In the third sequence, "A Ride in the Park," directors Eduardo Sanchez and Gregg Hale ("The Blair Witch Project") do an ol’ switcheroo on the typical zombie fare by putting the camera on a person who ends up turning into a zombie. Essentially, the film is a zombie-cam perspective of killing and eating innocent people. It’s actually a clever gimmick. The problem is that even with a short, after the first killing there isn’t much more to see. Sure, we can marvel at the gory special effects, but let’s face it, even gore is getting boring. The segment has a few suspenseful moments, but it ends pretty definitively and then you kind of shrug and go, "Okay, now what?"
The fourth segment is called "Safe Haven," and is directed by Timo Tjahjanto ("Macabre") and Gareth Huw Evans, who is best known for the highly violent and acclaimed action thriller "The Raid: Redemption." One of the more interesting stories, this involves a news crew wanting to document a cult leader in his own habitat.

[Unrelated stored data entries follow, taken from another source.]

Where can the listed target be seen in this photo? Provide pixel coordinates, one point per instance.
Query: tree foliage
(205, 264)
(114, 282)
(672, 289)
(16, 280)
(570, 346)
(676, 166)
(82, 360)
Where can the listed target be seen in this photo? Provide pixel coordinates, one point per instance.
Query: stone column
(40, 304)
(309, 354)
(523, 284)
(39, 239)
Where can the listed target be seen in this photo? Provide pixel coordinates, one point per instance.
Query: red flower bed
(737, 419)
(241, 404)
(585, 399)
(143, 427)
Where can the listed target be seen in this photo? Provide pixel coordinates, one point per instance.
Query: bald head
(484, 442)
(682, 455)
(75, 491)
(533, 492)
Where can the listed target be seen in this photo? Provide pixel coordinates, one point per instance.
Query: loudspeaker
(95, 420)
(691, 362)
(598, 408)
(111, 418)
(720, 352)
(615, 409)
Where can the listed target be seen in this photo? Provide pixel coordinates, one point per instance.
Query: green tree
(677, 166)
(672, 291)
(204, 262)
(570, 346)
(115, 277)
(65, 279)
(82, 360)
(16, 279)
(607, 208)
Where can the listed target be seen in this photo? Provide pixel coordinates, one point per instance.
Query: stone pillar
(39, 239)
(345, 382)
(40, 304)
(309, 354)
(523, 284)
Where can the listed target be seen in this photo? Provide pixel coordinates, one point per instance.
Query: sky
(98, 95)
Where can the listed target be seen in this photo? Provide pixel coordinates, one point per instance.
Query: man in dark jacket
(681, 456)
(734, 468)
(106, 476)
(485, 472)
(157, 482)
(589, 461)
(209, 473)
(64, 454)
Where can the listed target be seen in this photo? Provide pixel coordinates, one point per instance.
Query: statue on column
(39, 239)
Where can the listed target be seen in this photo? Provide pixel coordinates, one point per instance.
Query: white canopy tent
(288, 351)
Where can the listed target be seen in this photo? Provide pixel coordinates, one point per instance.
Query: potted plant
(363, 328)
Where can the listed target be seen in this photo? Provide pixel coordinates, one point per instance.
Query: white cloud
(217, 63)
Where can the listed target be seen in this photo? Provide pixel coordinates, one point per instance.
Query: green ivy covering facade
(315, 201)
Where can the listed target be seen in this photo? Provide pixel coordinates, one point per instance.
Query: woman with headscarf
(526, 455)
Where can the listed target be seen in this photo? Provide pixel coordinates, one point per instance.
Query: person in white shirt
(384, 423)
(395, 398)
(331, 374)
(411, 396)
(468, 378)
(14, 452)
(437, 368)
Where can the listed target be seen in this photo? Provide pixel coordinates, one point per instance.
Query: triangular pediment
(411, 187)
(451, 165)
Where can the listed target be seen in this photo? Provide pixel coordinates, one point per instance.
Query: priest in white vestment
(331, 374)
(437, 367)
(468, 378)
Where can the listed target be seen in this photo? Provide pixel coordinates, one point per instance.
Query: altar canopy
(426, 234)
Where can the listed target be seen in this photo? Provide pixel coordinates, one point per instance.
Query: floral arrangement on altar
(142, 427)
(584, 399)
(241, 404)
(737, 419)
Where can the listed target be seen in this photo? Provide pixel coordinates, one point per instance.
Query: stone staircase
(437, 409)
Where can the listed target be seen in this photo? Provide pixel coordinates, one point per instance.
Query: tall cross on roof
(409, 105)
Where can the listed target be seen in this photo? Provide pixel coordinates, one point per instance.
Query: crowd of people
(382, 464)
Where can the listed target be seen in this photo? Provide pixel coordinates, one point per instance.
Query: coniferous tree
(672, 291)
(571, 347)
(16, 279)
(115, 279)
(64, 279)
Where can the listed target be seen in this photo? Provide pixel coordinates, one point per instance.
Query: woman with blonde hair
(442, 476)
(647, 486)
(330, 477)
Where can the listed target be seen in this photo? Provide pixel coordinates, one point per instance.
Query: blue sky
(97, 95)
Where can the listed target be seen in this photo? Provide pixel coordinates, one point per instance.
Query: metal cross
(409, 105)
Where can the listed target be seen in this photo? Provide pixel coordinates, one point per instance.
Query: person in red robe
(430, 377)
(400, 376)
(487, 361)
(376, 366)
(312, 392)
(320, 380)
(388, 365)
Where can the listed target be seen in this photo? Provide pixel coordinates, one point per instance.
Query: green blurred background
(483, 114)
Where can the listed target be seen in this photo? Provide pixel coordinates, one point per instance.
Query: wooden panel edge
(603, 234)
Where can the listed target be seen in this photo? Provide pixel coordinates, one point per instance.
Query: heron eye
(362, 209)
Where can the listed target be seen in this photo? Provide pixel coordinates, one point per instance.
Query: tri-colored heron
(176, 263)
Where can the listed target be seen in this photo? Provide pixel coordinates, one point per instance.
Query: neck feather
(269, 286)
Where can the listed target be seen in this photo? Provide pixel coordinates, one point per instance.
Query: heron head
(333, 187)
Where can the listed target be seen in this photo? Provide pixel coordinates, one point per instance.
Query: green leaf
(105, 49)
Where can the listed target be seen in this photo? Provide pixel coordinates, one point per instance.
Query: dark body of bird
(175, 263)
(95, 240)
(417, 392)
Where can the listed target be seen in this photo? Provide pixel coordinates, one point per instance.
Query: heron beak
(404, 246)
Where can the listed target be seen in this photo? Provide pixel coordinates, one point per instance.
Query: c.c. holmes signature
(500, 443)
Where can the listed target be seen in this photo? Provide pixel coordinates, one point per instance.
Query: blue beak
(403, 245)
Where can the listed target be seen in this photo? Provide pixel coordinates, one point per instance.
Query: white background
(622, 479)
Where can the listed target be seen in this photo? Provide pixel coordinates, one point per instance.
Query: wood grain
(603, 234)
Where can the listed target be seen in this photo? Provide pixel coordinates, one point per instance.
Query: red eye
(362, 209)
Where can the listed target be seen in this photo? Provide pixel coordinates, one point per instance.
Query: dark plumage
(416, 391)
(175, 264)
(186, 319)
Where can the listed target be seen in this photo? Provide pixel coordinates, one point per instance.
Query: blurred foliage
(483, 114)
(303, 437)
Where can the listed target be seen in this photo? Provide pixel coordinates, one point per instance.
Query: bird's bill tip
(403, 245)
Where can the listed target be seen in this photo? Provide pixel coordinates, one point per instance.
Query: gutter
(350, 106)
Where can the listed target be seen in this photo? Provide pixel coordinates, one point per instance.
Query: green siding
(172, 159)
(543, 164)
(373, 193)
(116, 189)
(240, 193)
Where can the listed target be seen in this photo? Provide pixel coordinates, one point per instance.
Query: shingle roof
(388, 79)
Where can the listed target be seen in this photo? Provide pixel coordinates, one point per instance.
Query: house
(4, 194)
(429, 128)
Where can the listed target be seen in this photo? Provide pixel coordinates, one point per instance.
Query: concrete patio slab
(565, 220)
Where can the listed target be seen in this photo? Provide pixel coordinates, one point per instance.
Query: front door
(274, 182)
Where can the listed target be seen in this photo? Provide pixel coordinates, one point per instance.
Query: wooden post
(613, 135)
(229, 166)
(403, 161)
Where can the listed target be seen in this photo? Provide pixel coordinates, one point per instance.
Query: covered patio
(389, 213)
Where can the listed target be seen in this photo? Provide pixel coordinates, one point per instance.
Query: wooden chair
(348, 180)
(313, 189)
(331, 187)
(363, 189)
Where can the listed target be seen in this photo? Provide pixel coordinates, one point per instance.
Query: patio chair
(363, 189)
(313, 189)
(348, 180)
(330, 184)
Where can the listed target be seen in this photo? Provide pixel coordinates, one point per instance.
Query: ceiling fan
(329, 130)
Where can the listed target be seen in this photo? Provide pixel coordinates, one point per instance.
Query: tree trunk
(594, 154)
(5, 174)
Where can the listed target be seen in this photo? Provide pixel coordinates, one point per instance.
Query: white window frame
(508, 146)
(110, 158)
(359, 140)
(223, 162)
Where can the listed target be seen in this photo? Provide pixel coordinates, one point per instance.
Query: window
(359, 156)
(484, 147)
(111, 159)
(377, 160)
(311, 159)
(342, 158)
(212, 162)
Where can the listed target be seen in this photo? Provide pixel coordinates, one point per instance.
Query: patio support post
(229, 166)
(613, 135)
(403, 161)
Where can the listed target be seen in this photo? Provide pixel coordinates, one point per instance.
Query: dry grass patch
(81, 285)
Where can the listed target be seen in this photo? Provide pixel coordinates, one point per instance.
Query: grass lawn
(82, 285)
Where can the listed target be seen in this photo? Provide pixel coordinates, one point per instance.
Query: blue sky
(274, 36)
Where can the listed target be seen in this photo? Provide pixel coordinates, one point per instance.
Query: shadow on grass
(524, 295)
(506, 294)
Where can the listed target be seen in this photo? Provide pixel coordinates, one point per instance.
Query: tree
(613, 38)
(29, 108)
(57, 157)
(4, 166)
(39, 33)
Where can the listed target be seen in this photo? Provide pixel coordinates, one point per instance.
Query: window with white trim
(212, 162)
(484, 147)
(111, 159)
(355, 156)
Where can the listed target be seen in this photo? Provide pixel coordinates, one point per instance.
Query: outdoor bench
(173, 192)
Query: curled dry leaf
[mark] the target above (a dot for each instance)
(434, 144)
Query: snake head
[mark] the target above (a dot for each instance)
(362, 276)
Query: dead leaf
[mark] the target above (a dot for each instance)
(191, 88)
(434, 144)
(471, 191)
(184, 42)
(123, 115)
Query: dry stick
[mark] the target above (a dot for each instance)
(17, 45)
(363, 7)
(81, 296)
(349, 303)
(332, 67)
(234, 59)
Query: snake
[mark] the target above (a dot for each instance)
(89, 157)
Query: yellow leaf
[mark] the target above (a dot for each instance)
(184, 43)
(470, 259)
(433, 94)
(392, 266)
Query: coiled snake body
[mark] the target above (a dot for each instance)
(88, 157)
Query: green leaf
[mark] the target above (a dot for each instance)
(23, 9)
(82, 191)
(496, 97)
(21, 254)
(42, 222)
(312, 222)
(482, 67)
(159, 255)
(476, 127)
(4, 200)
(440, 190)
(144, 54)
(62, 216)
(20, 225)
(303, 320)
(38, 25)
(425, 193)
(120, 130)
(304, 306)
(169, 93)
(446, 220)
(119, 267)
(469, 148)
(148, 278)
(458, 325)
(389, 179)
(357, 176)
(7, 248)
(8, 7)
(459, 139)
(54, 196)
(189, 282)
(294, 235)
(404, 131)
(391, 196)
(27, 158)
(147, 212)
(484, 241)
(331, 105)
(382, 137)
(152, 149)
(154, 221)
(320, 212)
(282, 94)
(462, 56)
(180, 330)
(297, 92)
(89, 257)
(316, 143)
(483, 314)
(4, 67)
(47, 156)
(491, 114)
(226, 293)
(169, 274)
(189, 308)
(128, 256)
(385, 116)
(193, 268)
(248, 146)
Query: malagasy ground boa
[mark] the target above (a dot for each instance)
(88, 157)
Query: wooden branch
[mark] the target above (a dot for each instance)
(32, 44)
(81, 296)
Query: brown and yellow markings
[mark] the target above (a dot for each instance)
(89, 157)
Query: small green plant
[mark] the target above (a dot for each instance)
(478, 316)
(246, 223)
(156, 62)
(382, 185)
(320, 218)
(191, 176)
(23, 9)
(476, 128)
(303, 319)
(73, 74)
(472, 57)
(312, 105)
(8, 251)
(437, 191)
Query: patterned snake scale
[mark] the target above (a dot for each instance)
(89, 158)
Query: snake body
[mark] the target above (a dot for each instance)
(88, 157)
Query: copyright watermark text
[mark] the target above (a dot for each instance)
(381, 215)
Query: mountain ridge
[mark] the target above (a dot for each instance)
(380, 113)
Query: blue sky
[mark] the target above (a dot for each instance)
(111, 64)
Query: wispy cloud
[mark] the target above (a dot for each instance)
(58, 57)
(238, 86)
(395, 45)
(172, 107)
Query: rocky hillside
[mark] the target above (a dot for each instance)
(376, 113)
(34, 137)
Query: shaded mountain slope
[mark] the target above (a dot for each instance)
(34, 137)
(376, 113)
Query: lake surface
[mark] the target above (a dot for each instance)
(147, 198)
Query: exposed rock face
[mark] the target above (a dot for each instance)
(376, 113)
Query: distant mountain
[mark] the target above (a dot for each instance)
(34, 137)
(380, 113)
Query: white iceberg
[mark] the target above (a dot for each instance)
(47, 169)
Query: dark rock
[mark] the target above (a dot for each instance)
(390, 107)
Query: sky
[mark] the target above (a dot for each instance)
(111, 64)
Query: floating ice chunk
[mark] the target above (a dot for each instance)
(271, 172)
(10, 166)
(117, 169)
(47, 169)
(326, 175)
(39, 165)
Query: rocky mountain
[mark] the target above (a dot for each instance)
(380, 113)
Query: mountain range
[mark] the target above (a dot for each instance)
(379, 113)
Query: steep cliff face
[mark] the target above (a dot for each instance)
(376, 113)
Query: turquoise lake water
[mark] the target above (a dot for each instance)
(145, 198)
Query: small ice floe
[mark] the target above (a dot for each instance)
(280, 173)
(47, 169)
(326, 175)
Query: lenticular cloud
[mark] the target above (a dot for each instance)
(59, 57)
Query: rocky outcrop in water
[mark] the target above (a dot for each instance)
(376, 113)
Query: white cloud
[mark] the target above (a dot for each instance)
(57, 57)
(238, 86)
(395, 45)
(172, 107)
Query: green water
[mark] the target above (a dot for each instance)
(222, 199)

What could go wrong? Much of it involves pregnancy, suicide pacts, and large demons that emerge from the womb. Again, it’s a gore-fest and not very scary. Once the demon is revealed it all seems like a bad ’80s horror film.
The final segment is probably the best, but it falters in two ways. One, the characters are interchangeable and uninteresting; and two, it ends just when it is getting good. In "Slumber Party Alien Abduction," director Jason Eisener ("Hobo with a Shotgun") places the camera in question on the neck of a little dog while a bunch of kids ranging in ages from 10-16 have a sleepover. During this night where the girls act bitchy and one boy is humiliated because he’s caught pleasuring himself while watching porn, aliens show up and go after the kids. The effective thing about this segment is the sound design by Owen Granich-Young. It’s hard to even describe, but the ominous and deafening extended boom that is heard when the aliens show up in the house is truly terrifying. The aliens themselves have a standard look, but are given a creepy ghostly quality that makes the fear factor palpable. It’s a great little short, but it could stand to be a feature-length film. Perhaps the dog gets taken as well? Or one of the kids is wearing a camera that records what happens inside the alien ship. Whatever it could be, it should be. This was by far the one sequence worth waiting for. It’s just a shame it ended so quickly.
Other than that, "V/H/S 2" proves to be just an exercise for horror directors to have a little low-budget fun. It tends to seem like 24-hour guerrilla filmmaking that is thrown together for the hell of it. There is a great core idea here, but it needs more time and care to really become something classic.